The Consumer Council also suggested that moves to increase a flat fare on buses across Belfast, to promote simplicity for passengers, could inadvertently result in “some above-average price increases for certain types of tickets”.

“We are therefore urging Translink to introduce solutions as soon as possible that would offset these price increases, such as a weekly limit on contactless payments, to address this,” he added.

To help combat price increases, Translink has encouraged customers to take advantage of their range of daily value tickets, discounted tickets and available promotional fares.

Passengers are also encouraged to use contactless, mLink and multi-travel products to get the best deal.

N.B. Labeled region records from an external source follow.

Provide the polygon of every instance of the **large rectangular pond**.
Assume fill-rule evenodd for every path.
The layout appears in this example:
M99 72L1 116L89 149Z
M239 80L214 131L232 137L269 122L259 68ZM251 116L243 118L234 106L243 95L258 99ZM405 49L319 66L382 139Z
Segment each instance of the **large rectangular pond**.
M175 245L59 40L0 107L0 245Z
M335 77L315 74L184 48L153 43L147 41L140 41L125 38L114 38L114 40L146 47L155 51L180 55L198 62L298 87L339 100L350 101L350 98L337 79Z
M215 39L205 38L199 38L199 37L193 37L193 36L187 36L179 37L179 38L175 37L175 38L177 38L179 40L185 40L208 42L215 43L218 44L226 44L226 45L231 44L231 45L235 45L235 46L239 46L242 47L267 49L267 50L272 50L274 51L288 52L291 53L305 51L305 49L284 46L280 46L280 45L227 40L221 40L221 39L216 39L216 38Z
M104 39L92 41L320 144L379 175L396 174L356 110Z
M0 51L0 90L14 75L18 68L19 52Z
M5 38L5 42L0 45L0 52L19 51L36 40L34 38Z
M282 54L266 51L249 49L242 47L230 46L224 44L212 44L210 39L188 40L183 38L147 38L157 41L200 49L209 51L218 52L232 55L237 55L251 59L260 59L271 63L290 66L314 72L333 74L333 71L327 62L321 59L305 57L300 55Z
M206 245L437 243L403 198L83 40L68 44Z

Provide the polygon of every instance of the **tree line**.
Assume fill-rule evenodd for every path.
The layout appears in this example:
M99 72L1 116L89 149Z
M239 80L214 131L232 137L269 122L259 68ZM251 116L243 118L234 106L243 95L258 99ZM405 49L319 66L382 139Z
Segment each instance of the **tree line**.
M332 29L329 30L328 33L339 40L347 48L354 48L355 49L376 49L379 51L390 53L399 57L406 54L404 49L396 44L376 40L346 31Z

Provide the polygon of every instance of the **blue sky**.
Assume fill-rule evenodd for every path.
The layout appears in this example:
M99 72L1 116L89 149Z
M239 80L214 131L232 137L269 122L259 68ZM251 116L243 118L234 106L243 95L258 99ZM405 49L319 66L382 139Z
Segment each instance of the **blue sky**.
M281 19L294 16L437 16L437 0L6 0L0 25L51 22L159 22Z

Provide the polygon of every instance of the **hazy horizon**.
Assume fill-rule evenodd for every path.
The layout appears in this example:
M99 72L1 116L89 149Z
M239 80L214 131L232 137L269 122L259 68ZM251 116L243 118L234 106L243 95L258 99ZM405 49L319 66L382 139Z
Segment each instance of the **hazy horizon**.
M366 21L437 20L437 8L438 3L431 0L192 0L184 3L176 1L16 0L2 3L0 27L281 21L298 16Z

The company said the 25% discount will also continue to be available on non-peak travel after 9.30am on train and local Ulsterbus services.

The iLink cards also offer unlimited travel for different zones on the bus and train network.

Ian Campbell, Translink Director of Operations, said there were still many discounts available to passengers.

“We are maintaining the 50% discount, along with free access to the yLink card for all 16 to 23 year olds,” he said.

“With more than 60% more yLink journeys last year, this special deal will help many more young people travel by bus and train, and make their money go further.

“We have also taken the opportunity to simplify Smartlink fares for Metro/Glider, making it easier for our customers. Passengers using Smartlink simply pay a £2 fare for each standard adult journey, which for most people means a saving of over 10% compared to paying with cash. The dayLink, mLink and contactless day tickets will also go to £4.00 for all-day travel.”

Mr Campbell said Translink will remain committed to making public transport an affordable option for commuters.

“We remain convinced that bus and train travel remains the most attractive and cost-effective travel choice, especially when compared to rising private car costs,” he added.

“Combined with the many wider health and wellbeing benefits of sustainable travel, it is also an easy way in which we can all do our part to tackle the climate crisis and improve air quality for a better connected society for all.”